Poiché, decifrando i risultati elettorali nessun
partito può affermare con onestà di aver vinto, ecco che il terrore si è
impossessato dell’intero schieramento parlamentare, da destra a sinistra
passando per il centro.
Come se non bastasse, a completare il quadro contribuisce
anche il continuo susseguirsi di sondaggi che indicano come costante la crescita del
consenso popolare verso il movimento del “Grullo”
genovese.
Questo non fa che accrescere sempre più l’angoscia e la disperazione
dei politici nostrani.
Prendiamo, ad esempio, Antonio Di Pietro ed il suo partito
IdV, tra le cui file è stato eletto perfino un certo Domenico Scilipoti, più
noto come il “peripatetico di
Montecitorio”.
Balzato all’onore delle cronache agli inizi degli anni ’90,
nei giorni delle inchieste e dei processi di “tangentopoli”, Antonio Di Pietro si fece notare subito per i suoi modi di
fare e per il suo linguaggio da arruffapopoli con la toga.
Il suo modo di dire inquisitorio “che c’azzecca” entrò nel linguaggio comune e non credo che ci sia
italiano che non lo abbia pronunciato con ironia almeno una volta.
Era un tribuno demagogo in quel tempo ed è rimasto tale
anche dopo essere diventato parlamentare.
Il linguaggio rabbioso e colorito ha continuato a caratterizzare
i suoi interventi in Parlamento così come le sue dichiarazioni ai media.
Portato ad inveire contro tutto e tutti ma incapace di costruire
e proporre in modo democratico alternative concrete, è stato, di fatto, l’antesignano
del “Grullo” genovese.
Per di più, frequentando il “palazzo”, ne ha assimilati gli imbarazzanti usi e costumi.

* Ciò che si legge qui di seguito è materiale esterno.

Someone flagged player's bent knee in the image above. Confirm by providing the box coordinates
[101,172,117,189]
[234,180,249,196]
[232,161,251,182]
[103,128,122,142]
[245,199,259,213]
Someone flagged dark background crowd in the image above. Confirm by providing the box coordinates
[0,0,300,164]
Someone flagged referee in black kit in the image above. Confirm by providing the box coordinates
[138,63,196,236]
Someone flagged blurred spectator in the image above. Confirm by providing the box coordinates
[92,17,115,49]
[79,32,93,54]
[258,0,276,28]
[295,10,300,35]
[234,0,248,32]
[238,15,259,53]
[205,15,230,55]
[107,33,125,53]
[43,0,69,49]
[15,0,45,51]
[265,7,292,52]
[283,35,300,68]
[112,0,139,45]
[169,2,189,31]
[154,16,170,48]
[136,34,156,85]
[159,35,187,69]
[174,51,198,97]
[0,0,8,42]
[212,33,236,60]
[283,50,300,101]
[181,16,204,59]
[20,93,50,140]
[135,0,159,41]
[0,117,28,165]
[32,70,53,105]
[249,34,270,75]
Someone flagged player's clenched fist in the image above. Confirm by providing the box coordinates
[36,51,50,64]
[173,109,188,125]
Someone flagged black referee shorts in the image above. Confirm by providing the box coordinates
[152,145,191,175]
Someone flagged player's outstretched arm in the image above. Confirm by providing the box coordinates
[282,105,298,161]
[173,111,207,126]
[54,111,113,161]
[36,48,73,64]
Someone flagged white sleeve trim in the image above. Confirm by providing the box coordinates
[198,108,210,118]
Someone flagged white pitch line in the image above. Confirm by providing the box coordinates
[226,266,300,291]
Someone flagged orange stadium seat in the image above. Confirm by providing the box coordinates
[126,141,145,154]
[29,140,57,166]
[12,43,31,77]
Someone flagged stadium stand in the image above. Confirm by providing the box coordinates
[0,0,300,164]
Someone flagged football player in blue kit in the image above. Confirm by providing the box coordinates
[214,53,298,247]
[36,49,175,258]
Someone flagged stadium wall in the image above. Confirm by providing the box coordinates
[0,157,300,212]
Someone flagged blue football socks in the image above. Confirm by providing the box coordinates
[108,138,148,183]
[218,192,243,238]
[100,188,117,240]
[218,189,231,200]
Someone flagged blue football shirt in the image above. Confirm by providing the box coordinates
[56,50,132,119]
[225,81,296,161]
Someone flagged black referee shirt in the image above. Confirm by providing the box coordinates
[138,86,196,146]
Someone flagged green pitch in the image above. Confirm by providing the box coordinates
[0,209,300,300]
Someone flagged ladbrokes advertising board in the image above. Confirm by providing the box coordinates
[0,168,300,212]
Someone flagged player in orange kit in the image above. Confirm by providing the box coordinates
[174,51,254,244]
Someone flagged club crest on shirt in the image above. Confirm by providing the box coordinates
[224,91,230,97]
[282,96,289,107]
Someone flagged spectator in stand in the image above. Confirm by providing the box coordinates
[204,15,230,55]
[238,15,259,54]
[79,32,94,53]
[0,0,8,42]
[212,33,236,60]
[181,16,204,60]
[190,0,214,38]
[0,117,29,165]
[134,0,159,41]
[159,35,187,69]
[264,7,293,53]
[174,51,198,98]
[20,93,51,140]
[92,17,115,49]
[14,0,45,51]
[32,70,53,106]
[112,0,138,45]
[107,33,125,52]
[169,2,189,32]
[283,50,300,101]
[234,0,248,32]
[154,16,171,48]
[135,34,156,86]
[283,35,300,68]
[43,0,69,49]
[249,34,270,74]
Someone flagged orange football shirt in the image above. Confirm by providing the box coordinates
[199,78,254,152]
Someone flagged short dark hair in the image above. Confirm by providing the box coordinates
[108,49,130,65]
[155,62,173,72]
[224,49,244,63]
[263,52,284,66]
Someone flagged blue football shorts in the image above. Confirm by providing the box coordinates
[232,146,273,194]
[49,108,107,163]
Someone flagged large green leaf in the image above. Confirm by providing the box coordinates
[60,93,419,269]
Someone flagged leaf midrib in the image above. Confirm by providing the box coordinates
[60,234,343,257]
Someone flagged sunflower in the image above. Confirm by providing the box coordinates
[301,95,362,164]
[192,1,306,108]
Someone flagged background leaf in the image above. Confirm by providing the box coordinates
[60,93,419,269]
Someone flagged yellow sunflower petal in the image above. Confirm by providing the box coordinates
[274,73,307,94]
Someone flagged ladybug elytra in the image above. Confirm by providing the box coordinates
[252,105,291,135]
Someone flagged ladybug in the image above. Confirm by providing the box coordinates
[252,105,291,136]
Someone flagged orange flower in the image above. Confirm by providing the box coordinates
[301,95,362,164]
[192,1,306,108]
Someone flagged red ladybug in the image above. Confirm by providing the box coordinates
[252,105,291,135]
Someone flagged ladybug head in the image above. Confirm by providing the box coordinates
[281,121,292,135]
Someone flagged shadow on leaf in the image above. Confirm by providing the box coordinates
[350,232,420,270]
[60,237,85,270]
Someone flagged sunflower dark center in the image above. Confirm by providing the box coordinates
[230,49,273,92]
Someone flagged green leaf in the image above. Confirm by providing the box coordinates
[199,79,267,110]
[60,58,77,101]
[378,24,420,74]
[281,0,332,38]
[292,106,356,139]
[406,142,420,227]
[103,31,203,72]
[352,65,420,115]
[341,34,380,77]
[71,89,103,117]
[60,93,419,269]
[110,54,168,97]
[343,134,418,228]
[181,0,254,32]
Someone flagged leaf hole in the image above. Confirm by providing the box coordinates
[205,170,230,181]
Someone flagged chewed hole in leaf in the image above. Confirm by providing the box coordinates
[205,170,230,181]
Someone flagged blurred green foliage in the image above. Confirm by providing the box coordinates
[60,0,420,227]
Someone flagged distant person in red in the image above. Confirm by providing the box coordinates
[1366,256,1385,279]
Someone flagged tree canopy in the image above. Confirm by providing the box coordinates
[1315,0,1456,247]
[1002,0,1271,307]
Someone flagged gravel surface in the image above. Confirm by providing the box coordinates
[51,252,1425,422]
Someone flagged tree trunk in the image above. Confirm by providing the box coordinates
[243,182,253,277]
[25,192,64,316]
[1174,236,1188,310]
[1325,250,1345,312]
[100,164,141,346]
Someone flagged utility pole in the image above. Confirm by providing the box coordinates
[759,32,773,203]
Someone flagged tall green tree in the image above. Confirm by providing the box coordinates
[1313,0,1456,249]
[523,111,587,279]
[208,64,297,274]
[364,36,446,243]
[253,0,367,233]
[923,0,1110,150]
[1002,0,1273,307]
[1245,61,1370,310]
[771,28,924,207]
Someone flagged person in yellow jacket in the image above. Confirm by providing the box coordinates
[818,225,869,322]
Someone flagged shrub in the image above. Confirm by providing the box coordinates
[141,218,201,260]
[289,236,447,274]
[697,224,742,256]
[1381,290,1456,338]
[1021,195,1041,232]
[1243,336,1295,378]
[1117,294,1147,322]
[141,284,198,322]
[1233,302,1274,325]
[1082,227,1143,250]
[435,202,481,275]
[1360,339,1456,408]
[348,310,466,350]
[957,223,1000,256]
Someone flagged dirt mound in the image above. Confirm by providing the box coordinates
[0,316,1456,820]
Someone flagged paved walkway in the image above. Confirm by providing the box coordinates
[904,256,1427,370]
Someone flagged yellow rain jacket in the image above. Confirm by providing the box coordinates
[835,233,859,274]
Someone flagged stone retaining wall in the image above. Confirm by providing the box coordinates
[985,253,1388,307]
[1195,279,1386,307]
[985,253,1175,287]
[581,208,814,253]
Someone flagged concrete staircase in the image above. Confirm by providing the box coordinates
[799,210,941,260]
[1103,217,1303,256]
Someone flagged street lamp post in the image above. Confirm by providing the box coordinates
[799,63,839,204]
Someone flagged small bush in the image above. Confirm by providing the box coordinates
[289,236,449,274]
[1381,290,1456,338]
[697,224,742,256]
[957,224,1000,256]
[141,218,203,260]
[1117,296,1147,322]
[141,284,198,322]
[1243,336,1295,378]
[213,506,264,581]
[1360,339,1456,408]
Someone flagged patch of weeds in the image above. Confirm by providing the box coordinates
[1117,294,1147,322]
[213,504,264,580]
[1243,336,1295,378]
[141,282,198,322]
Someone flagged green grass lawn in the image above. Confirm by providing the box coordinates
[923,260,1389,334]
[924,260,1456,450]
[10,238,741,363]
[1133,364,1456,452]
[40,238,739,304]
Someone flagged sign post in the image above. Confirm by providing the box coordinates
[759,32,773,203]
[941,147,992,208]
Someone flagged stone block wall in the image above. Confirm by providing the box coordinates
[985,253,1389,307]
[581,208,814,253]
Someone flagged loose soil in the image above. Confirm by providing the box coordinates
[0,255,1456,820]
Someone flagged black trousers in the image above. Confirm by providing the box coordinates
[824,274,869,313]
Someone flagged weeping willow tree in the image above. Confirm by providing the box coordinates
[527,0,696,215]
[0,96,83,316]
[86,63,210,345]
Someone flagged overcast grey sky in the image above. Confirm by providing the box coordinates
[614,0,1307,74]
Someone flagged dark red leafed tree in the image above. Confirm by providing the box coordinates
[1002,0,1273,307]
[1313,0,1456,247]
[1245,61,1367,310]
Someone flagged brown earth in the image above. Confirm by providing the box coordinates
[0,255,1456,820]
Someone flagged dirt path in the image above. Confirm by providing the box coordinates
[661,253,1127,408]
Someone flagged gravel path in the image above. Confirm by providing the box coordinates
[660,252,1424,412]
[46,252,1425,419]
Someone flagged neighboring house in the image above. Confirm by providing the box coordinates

Non è casuale, perciò, se oggi ad alimentare i suffragi al “grullismo” siano proprio ex elettori
dei due partiti più antidemocratici e sconclusionati che siano presenti in
Parlamento, IdV e Lega, quella di “Roma
ladrona”.
Ne troviamo conferma proprio nel recente studio condotto dall’Istituto
Cattaneo di Bologna.
La disperazione di Antonio Di Pietro, quindi, nasce proprio dalla
consapevolezza che la sua immagine di arruffapopoli è al crepuscolo, scalzata dal
crescente consenso riscosso da “Grullo”.
L’incubo di non riuscire a sopravvivere a questo tsunami spinge Di Pietro
ad infierire anche contro quella che potrebbe rappresentare la sua unica ciambella
di salvataggio, cioè un problematico sodalizio con il malfermo Partito
Democratico.
Le parole pronunciate, ieri, da Antonio Di Pietro di fronte ai
delegati FIOM rappresentano la spia del suo reale stato di disperazione.